Also known as “Larry mounts a DDOS attack against every single machine running Windows NT”
Or: No stupid mistake goes unremembered.
I was recently in the office of a very senior person at Microsoft debugging a problem on his machine. He introduced himself, and commented “We’ve never met, but I’ve heard of you. Something about a ping of death?”
Oh. My. Word. People still remember the “ping of death”? Wow. I thought I was long past the ping of death (after all, it’s been 15 years), but apparently not. I’m not surprised when people who were involved in the PoD incident remember it (it was pretty spectacular), but to have a very senior person who wasn’t even working at the company at the time remember it is not a good thing :).
So, for the record, here’s the story of Larry and the Ping of Death.

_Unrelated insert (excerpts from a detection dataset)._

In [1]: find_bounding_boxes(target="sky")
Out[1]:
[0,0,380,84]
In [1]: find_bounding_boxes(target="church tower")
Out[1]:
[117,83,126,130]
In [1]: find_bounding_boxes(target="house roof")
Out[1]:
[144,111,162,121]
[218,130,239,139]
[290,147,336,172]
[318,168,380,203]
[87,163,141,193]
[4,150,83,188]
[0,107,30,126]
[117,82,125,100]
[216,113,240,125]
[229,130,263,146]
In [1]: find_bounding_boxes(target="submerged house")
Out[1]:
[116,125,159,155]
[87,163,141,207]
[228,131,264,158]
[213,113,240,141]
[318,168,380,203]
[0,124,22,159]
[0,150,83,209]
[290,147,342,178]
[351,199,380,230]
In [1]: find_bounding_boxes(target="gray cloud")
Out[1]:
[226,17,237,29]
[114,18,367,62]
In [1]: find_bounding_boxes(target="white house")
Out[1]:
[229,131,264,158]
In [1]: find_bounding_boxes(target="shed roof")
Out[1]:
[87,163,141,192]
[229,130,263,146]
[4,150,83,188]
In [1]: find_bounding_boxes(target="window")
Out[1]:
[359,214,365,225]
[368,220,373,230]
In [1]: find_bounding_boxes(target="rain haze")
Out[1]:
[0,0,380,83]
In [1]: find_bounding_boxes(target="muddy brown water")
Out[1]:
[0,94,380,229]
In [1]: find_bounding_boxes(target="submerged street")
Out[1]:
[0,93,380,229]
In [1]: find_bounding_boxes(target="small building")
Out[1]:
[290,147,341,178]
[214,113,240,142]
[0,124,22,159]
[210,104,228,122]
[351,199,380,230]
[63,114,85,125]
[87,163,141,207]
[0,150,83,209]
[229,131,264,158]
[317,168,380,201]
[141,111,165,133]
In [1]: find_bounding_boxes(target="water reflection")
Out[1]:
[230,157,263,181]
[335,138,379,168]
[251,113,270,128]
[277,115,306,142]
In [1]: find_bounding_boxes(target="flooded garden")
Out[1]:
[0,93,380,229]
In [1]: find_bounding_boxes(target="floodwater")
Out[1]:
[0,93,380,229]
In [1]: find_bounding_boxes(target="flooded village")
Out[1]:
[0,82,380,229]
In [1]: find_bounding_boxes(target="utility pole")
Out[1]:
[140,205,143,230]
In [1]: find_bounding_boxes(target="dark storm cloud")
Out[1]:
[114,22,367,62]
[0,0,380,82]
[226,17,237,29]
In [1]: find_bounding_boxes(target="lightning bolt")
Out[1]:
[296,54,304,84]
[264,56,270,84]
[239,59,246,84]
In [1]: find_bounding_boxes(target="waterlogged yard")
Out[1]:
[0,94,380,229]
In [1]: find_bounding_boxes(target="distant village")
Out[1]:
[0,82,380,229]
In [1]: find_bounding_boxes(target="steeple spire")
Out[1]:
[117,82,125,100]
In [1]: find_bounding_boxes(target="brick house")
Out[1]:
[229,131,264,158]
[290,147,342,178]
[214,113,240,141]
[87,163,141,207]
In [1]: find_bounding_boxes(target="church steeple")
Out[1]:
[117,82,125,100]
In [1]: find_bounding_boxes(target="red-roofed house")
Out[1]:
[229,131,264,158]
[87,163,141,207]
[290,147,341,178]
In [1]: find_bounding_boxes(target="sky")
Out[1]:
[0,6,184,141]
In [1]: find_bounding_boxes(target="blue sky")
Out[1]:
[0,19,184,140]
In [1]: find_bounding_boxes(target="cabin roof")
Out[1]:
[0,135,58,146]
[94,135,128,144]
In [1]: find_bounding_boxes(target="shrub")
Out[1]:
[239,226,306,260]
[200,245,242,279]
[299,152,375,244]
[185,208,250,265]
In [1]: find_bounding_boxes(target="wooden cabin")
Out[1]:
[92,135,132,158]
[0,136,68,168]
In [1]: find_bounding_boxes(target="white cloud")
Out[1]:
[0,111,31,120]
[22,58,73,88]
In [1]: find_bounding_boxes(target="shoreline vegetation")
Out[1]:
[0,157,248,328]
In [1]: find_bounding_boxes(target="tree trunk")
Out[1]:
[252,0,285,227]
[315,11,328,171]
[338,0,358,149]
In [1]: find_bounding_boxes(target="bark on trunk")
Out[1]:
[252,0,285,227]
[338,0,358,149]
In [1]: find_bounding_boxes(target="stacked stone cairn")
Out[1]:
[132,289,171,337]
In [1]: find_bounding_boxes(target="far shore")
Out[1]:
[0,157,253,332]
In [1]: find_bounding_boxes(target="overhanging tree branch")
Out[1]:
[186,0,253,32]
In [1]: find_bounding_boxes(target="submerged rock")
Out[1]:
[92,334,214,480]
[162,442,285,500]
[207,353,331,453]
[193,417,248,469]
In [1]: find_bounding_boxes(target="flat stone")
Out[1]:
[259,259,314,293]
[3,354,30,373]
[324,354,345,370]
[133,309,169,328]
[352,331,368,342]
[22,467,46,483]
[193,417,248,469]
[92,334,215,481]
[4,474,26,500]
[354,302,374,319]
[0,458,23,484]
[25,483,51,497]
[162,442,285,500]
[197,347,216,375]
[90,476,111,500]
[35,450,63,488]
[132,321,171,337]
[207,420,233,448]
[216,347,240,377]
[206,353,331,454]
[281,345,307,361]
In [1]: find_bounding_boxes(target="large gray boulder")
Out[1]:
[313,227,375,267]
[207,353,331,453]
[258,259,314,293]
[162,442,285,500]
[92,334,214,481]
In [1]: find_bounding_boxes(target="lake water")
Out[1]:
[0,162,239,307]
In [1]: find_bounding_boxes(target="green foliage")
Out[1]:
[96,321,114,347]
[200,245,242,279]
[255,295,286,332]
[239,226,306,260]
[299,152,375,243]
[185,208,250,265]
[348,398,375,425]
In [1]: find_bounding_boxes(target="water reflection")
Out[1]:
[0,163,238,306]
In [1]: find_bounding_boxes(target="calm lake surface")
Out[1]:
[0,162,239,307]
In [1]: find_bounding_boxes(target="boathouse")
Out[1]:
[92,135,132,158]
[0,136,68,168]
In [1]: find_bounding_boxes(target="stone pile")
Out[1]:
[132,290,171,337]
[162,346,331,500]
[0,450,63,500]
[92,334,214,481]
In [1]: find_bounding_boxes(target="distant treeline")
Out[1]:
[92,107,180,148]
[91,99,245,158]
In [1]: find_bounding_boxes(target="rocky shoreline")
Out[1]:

First I need to describe my development environment at the time (actually, it’s pretty much the same as my dev environment today). I had my primary development machine running a version of NT, it was running a kernel debugger connected to my test machine over a serial cable. When my test machine crashed, I would use the kernel debugger on my dev machine to debug it. There was nothing debugging my dev machine, because NT was pretty darned reliable at that point and I didn’t need a kernel debugger 99% of the time. In addition, the corporate network wasn’t a switched network – as a result, each machine received datagram traffic from every other machine on the network.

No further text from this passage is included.